EDIT: Please note that this is purely speculation, and not based on any insider information.

wolf2 · Mar 7, 2007

Arun Demeure said:
First, the not-insanely-technical-and-long part...
As for using EDRAM to save frontbuffer bandwidth on laptops, this is an interesting approach, but it seems a bit expensive to me for a rather small benefit. Remember that 5-8MB of EDRAM is still quite expensive today. I do not have the insider knowledge to judge this properly, but I would tend to believe that 16MB of stacked low-power DRAM would be a better design choice for that purpose.

If EDRAM is used as bulk frame-buffer, you must look at the matrix of benefits and liabilities relative to the existing topologies:
Compared to LOW/MID IGP: EDRAM offers better performance and lower power at higher cost.

Compared to HIGH-end Discreet: EDRAM offers equal performance with lower power at perhaps comparable cost. (comparable cost because savings accrue from less-expensive cooling, smaller battery for comparable lifetime, smaller physical footprint (no external DRAM modules)).

So perhaps bulk-frame-buffer EDRAM makes more sense for the HIGH Discreet segment, not the LOW/MID. Unfortunately, cost, power, performance are not quantifiable by me, so this is speculation only. Perhaps someone has more insight into these?

Arun Demeure said:
My idea for this is fairly simple. Consider how framebuffer compression likely works because of memory burst lengths. And consider that you likely have intermediary compression stages between "fully compressed" and "fully uncompressed".

Overall, if I understand this, it seems like a most-recently-used caching algorithm although I don't know which is cached (compressed or uncompressed data).

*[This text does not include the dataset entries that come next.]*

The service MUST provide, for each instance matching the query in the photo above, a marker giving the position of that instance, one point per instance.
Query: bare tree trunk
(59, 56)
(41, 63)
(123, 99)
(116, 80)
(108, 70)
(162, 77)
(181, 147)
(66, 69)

Hard for me personally to comment on it.

PS: What is the acronym "TBDR"?

Arun Demeure said:
Other aspects of the GPU could obviously benefit to a lesser extend of using EDRAM or similar techniques instead of SRAM. For example, on an IGP or a handheld GPU, you could significantly increase the size of the L2 texture cache without increasing costs.

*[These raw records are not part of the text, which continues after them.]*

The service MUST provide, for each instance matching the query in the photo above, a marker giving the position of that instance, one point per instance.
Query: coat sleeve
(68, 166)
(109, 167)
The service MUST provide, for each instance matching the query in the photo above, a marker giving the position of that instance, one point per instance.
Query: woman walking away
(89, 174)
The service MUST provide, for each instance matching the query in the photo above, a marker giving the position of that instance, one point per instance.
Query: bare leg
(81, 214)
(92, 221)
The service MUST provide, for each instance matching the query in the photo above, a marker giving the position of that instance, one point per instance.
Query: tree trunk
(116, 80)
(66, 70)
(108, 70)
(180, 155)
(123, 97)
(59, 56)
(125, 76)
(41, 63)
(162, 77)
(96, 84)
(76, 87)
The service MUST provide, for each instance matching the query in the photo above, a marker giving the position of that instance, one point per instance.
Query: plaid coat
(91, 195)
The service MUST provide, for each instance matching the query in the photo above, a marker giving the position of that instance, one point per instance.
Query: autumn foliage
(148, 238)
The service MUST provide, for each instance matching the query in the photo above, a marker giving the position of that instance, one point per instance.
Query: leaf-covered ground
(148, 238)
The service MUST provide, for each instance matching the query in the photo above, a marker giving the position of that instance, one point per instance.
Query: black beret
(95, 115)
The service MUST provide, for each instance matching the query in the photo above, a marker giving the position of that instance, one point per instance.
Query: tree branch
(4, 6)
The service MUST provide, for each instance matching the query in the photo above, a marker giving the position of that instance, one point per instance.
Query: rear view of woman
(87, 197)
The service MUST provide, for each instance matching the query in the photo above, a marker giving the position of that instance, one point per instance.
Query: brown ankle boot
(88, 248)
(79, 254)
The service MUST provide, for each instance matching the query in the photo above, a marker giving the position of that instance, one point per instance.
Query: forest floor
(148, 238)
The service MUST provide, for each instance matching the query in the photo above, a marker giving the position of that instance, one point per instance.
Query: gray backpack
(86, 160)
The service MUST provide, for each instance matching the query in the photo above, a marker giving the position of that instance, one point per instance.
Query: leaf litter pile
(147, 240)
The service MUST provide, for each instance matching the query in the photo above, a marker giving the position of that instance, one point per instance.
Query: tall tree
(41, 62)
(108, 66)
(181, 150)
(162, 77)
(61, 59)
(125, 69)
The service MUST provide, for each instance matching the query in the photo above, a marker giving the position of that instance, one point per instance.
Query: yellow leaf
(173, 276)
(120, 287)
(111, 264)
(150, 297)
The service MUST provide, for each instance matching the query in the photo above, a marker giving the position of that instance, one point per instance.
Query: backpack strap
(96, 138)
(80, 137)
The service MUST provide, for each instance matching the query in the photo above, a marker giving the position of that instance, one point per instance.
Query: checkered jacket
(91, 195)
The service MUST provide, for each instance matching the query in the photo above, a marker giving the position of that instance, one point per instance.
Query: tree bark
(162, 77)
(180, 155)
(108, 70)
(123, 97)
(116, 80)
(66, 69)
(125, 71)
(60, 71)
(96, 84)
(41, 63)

Consider simply keeping all on-chip caches, buffers, scratchpads the same size and simply converting to EDRAM.

To my somewhat layman's knowledge this has the benefit of smaller die-size, less power with somewhat comparable performance. Isn't this what the game is all about? Maybe its as simple as that for this 1st generation of EDRAM?

NocturnDragon · Mar 7, 2007

wolf2 said:
PS: What is the acronym "TBDR"?

Tile Based Deferred Renderer

Arun · Mar 7, 2007

wolf2 said:
Compared to LOW/MID IGP: EDRAM offers better performance and lower power at higher cost.

Yes, in the IGP market, this would not reduce costs at all; only reduce power and increase performance. As such, it might not make sense for the lowest-end parts of the market.

Compared to HIGH-end Discreet: EDRAM offers equal performance with lower power at perhaps comparable cost. (comparable cost because savings accrue from less-expensive cooling, smaller battery for comparable lifetime, smaller physical footprint (no external DRAM modules)).

It is downright unthinkable to consider the complete removal of DRAM modules. 768MiB of EDRAM would require a 2000mm2+ die on 65nm, while the G80 is "only" 480mm2 on 90nm! (and it's already the largest consumer GPU, ever...) - this amount of memory is necessary for textures and render targets.

What is very possible, however, is that you could substantially reduce your costs *and* improve performance by adding on-die EDRAM. That's because high-end GDDR3/GDDR4 is very expensive, and using similar amounts of lower-end memory would be much less expensive. Another important aspect is that for a graphics card retailing at a given pricepoint, the ASP for the GPU would be higher; that's because some of the costs would shift from the DRAM (and the cooling?) to the chip.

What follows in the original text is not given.